Liegt größentechnisch zwischen dem neuen Transition Sentinel in M und L, beim Speci Enduro so ziemlich das gleiche und nah am Banshee Titan in L.
Haben natürlich alle eine etwas andere Geometrie aber so grob kommt das hin.


----------



## MTB-News.de




----------



## nz_biker (5. August 2020)

Ah okay, dachte du hättest auch das HT bestellt ? Sieht auch nicht schlecht aus. Gerade in Kombination mit dem weißen Hinterbau. Habe mich für das Meta HT entschieden, musste aber auch ewig überlegen, ob ich es in Graphite oder dem Grün nehme. Wird jetzt das Grüne ?


----------



## Deleted 369460 (5. August 2020)

nz_biker schrieb:


> Habe immer noch ein paar Zweifel bzgl.

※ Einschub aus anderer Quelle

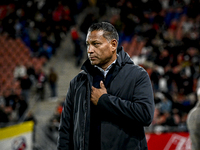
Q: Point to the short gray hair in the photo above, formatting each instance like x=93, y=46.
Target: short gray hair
x=109, y=30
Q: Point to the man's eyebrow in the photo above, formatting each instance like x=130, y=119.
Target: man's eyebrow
x=92, y=41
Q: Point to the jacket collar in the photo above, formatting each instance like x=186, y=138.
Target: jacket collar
x=122, y=59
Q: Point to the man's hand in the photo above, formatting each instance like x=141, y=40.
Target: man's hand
x=97, y=93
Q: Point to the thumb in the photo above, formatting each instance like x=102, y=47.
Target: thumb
x=101, y=84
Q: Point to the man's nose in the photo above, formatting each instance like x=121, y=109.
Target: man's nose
x=90, y=49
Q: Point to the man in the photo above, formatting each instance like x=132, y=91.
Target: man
x=193, y=122
x=110, y=101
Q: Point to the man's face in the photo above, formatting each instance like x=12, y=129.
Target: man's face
x=100, y=51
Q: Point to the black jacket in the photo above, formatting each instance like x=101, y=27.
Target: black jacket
x=125, y=110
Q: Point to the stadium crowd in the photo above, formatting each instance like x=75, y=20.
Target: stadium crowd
x=160, y=35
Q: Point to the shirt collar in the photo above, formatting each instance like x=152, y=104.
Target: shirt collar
x=107, y=69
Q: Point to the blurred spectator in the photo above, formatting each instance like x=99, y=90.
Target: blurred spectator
x=77, y=45
x=46, y=51
x=19, y=71
x=40, y=85
x=25, y=84
x=53, y=78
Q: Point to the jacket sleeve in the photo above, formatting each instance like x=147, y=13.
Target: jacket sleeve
x=65, y=129
x=139, y=109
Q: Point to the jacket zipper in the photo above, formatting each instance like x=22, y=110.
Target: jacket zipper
x=86, y=108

Größe L


Habe auch den HT Rahmen in L grün bestellt bei 183/86
Je mehr ich aber drüber nachdenke wäre M vielleicht besser gewesen!?

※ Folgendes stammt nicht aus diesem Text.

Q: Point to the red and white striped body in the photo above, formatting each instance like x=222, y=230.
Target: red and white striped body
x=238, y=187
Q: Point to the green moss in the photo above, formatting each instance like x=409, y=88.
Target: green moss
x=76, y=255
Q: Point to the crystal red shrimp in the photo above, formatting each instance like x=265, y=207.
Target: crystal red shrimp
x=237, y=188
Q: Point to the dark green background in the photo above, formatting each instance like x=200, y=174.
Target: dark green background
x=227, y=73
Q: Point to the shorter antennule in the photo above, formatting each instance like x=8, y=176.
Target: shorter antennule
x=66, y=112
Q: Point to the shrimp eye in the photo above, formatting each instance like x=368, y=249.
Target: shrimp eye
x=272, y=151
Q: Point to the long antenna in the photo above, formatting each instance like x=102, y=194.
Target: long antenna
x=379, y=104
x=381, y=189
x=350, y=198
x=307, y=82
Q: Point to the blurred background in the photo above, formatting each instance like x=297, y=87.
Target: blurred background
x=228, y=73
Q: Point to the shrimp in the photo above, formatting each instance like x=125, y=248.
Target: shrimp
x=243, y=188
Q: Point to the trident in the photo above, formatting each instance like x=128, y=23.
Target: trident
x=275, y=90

Laut Commencal sollte ich L fahren.


----------



## Psionic (5. August 2020)

nz_biker schrieb:


> Ah okay, dachte du hättest auch das HT bestellt ? Sieht auch nicht schlecht aus. Gerade in Kombination mit dem weißen Hinterbau. Habe mich für das Meta HT entschieden, musste aber auch ewig überlegen, ob ich es in Graphite oder dem Grün nehme. Wird jetzt das Grüne ?


Richtige entscheidung das Grün gefällt mir auf jeden Fall auch bessser als das Graphite!




FrankoniaTrails schrieb:


> Habe auch den HT Rahmen in L grün bestellt bei 183/86
> Je mehr ich aber drüber nachdenke wäre M vielleicht besser gewesen!?
> 
> Laut Commencal sollte ich L fahren.



Ich kenn mich zwar mit Hardtails nicht wirklich aus ob man da jetzt von der geometrie her andere anforderungen hat,  aber 420mm reach bei der M größe wäre doch bei 183cm recht klein oder?
Ich würde mir auf jeden Fall wenn ich eins kaufen würde L nehmen der Reach ist ja recht moderat wenn man es mit anderen Hardtails vergleicht.


----------



## nz_biker (5. August 2020)

FrankoniaTrails schrieb:


> Habe auch den HT Rahmen in L grün bestellt bei 183/86
> Je mehr ich aber drüber nachdenke wäre M vielleicht besser gewesen!?
> 
> Laut Commencal sollte ich L fahren.



Also bei deinen Maßen solltest du dir da keine Sorgen machen. Das Einzige, was mich etwas verwirrt ist der lange Radstand.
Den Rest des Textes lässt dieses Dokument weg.